Tommy has a stubborn spirit. He goes through the motions of having fun, but everything in his life is breaking down, including his car, which stalls whenever he removes his foot from the pedal. As a mechanic, you'd think he could fix it, but he uses more direct methods, asking a friend to keep a foot on the gas while Tommy dashes into the lounge for "just one drink." The bartender, who knows him, bets him $10 he can't have just one.
"Trees Lounge" doesn't paint a depressing portrait of Tommy, just a realistic one. Any alcoholic knows that life is not all bad, that there comes a moment between the morning's hangover and the night's oblivion when things are balanced very nicely, and the sun slants in through the bar windows, and there's a good song on the jukebox, and the customers might even start dancing. Tommy makes some headway one afternoon with a woman he meets in the bar; like a lot of drinkers, she can dance better than she can stand.
When I met Buscemi at the 1996 Cannes Film Festival, where "Trees Lounge" premiered, he said the movie was a portrait of a direction his life was going in before he started acting. He remembers it well; remembers such perfect details as a scene where Tommy's drinking buddy, Mike, is fascinated by a stupid bar trick that Tommy is performing ("I'll bet I can drink two beers before you can drink one shot"). Mike's wife, who sees him only during pit stops from his drinking, walks into the bar and essentially wants to tell him she's taking the kid and leaving, but Mike is too interested in the bar trick to focus on this news.

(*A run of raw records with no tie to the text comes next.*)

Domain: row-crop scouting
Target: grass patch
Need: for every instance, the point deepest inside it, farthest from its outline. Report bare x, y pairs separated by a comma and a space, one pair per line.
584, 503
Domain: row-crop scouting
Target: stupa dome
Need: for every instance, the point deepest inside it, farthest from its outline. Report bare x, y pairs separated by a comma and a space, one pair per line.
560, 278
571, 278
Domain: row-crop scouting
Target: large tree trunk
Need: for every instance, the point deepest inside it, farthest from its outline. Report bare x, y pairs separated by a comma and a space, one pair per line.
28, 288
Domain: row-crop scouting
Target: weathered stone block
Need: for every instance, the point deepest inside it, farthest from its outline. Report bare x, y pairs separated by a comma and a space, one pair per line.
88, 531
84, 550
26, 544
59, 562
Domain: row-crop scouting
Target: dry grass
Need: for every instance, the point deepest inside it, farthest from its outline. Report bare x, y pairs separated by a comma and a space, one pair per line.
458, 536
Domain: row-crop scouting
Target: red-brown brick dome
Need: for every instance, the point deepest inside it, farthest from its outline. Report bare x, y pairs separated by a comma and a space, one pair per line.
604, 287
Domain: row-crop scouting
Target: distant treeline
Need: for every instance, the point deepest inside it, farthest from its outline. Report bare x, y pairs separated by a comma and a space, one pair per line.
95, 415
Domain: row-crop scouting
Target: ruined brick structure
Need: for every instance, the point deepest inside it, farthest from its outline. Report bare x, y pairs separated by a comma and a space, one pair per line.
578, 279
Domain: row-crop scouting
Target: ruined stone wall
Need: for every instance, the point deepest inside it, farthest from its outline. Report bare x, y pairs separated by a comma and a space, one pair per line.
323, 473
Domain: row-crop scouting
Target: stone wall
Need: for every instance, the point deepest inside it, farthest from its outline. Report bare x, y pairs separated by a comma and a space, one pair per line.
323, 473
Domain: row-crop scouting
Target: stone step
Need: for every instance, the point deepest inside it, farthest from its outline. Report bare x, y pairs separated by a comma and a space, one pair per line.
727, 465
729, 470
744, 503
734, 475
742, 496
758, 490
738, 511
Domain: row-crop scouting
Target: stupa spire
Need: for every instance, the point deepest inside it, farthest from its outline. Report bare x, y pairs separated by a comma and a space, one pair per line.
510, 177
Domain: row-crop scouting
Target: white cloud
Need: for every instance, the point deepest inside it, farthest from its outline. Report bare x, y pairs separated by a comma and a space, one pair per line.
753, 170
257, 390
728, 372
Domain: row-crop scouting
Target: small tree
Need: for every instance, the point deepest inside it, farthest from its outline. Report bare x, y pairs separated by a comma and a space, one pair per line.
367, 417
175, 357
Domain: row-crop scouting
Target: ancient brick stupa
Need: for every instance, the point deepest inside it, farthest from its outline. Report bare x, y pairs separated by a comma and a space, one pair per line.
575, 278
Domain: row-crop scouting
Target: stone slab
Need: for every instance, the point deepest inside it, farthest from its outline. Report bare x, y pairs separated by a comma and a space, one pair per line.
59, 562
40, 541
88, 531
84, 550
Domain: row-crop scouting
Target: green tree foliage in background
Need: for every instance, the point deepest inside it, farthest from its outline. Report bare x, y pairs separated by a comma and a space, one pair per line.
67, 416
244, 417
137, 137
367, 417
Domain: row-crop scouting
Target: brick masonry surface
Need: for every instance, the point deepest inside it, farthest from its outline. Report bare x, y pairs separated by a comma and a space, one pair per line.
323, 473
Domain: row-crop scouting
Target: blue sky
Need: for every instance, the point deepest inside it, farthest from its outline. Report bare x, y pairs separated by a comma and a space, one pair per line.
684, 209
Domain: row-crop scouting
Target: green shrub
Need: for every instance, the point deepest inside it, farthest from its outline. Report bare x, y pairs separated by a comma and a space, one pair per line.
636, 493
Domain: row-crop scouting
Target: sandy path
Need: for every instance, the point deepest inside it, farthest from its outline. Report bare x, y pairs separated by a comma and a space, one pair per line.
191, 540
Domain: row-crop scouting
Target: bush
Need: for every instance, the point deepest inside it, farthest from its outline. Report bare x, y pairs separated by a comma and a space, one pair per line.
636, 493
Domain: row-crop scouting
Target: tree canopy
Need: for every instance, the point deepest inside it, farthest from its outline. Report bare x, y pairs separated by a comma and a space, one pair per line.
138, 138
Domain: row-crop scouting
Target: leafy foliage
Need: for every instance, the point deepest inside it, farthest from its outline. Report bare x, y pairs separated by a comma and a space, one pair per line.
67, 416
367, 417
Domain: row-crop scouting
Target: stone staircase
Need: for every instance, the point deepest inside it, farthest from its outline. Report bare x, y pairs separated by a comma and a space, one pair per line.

Tommy makes money occasionally by driving a Good Humor truck, although he does not look in good humor. On his rounds he encounters Debbie, a 17-year-old girl he knows (Chloe Sevigny, from "Kids," who finds just the right note for the role). They spend some time together that leads to a wrestling match at his house. "Nothing happened--we just made out like a couple of teenagers," he later says, but Debbie's father is understandably enraged and destroys the Good Humor truck with a baseball bat.
All of this seeking, drinking, dancing and wrestling is centered on Tommy's pain because his former girlfriend dumped him. The film comes to its epiphany in when he visits Theresa in the maternity ward, and apologizes for being a geek when he dated her, and cries and thinks maybe he could straighten out if he had a kid. Drunks always think that if they could fix all the things that are wrong, then they could stop drinking. It never occurs to them to stop drinking first.
Buscemi is the house act of American independent films. He was the talkative killer in "Fargo," and Mr. Pink in "Reservoir Dogs," and has been in more than 30 other recent movies. Critics love to describe him ("skinny, bug-eyed, twitchy"--New York Times; "caffeinated downtown geek whose feelings seem to bleed right through his pale vampire skin"--Entertainment Weekly; "oyster-eyed"--Mr. Showbiz). He is above all able to project the quality of bone-weariness. It is almost a little noble, the way he endures what the disease of alcoholism is putting him through. He keeps planning, dreaming, hoping. And always there is Trees Lounge, where the living dead sit at the bar, waiting for him to return with news of the world.